2009R16-Identify Theft
RESOLUTION NO. 09-R-16
A RESOLUTION OF THE CITY COUNCIL OF THE CITY OF
SCHERTZ, TEXAS ADOPTING A WRITTEN IDENTITY THEFT
PREVENTION PROGRAM AND AUTHORIZING THE CITY
MANAGER TO APPROVE CHANGES IN THE PROGRAM.
WHEREAS, the Federal Trade Commission (FTC) recently adopted rules on identity
theft "red flags", or warning signs, pursuant to the Fair and Accurate Credit Transactions
Act of2003 (FACTA); and
WHEREAS, the new rules, which require action by May 1, 2009, require any business
with a "covered account" to adopt and implement an identity theft prevention program;
and
WHEREAS, a "covered account" is one where an entity, such as municipal water utility
and EMS, provides a service or good before the consumer pays for it; and
WHEREAS, a city with such accounts must adopt a program by May 1, 2009 that "red
flags" relevant identity theft, provides detection of the "red flags", provides appropriate
responses for any "red flags" detected, and ensures the program is updated periodically to
address changing risks; and
WHEREAS, the City of Schertz servicing of its water and wastewater utility customers
and EMS customers falls within the federal mandate;
WHEREAS, the City Council of the City of Schertz wishes to be proactive and adopt an
identity Theft Prevention Program that will be in compliance with the criteria set forth by
the FTC; and
WHEREAS, upon full review and consideration of the City's Identity Theft Prevention
Program, and all matters related thereto, the City Council is of the opinion and finds that
the Program should be adopted, and that the City Manager should be authorized to
develop, implement, administer and amend the Program on behalf of the City of Schertz,
Texas;
NOW, THEREFORE, BE IT RESOLVED BY THE CITY COUNCIL OF THE CITY
OF SCHERTZ to adopt the Identity Theft Prevention Program that is in compliance with
federal law and is attached to this resolution as Exhibit "A".
PASSED, APPROVED, AND ADOPTED9l~'
Mayor, City of Schertz
CITY OF SCHERTZ, TEXAS
Identity Theft Prevention Program
"Red Flags Rules"
General Information
The Identity Theft Red Flags Regulation was jointly issued by the Federal Trade Commission
Office of Theft Supervision and several other government agencies, implementing Section 114 of
the Fair and Accurate Credit Transactions Act of2003 (FACTA) and is effective on May 1,2009.
The Identity Theft Red Flags Regulation requires financial institutions to develop and implement
a written identity theft program to detect, prevent and diminish identity theft in connection with
opening of certain accounts or maintaining certain existing accounts.
Under the regulation financial institutions that offer or maintain covered accounts must develop
and implement a written program.
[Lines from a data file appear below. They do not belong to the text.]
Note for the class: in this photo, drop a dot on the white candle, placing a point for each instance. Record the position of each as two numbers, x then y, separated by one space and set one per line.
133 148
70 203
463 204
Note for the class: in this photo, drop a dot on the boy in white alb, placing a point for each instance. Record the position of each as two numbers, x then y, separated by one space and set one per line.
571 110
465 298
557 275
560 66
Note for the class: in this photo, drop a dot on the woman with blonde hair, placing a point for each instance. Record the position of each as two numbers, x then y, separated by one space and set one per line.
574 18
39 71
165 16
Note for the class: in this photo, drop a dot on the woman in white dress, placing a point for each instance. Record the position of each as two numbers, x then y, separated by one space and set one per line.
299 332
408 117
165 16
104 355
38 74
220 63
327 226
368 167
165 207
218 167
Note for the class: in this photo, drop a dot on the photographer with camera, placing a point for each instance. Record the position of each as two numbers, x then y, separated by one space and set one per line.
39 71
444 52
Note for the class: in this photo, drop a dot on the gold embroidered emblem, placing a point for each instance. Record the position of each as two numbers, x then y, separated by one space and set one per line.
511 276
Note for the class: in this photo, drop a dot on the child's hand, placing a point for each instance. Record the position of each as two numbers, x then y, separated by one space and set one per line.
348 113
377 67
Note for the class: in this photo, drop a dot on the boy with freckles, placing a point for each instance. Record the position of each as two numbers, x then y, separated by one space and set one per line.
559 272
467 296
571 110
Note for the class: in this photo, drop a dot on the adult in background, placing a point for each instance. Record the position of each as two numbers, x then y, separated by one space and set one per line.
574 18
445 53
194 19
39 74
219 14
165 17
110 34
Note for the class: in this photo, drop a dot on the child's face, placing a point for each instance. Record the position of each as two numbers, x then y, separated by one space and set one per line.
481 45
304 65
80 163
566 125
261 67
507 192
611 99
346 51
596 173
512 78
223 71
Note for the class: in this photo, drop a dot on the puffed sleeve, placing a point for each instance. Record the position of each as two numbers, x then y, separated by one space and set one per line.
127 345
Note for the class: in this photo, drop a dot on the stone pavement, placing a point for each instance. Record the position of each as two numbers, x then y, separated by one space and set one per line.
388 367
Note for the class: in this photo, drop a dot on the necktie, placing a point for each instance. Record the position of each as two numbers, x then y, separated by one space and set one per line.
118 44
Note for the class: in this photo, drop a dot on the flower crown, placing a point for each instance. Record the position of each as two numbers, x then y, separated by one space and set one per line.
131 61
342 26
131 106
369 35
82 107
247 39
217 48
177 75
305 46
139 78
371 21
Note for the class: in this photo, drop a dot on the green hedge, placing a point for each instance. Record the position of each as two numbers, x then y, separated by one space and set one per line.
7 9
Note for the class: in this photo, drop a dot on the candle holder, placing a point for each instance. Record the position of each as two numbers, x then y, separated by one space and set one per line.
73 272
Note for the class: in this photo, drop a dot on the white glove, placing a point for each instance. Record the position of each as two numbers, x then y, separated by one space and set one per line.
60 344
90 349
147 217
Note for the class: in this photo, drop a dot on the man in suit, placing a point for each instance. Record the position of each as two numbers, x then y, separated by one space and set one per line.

A covered account is defined as (1) an account primarily used
for personal, family, or household purposes that involves or is designed to permit multiple
payments or transaction, and (2) any other account for which there is reasonable foreseeable risk
to customers or the safety and soundness of the financial agency or creditor from identity theft.
The issuing agencies of the regulation have indentified utility accounts as an example of accounts
designed to permit multiple payments or transactions and which present a reasonably foreseeable
risk of identity theft.
I. Purpose
The purpose of this program is to ensure the City of Schertz (the "City") has a program in place
to identify, detect, prevent, diminish, and respond to identity theft in connection with the opening
of water and wastewater accounts, and to establish written procedures for security and storing of
personal information within the Utility Department as well as the EMS Department, pursuant to
the Identity Theft Red Flags Regulation implemented pursuant to Section 114 of the FACT A, to
be effective on May 1, 2009.
II. Application
This policy applies to all City employees and service providers that have access to personal
information for customers of the Utility Billing Department and the EMS Department, regardless
of medium.
III. Definitions
IdentifYing Information: Any name or number that may be used alone or with any other
information to identify a specific person (includes name, social security number, date of birth,
alien registration number, government passport, and employer/tax identification number).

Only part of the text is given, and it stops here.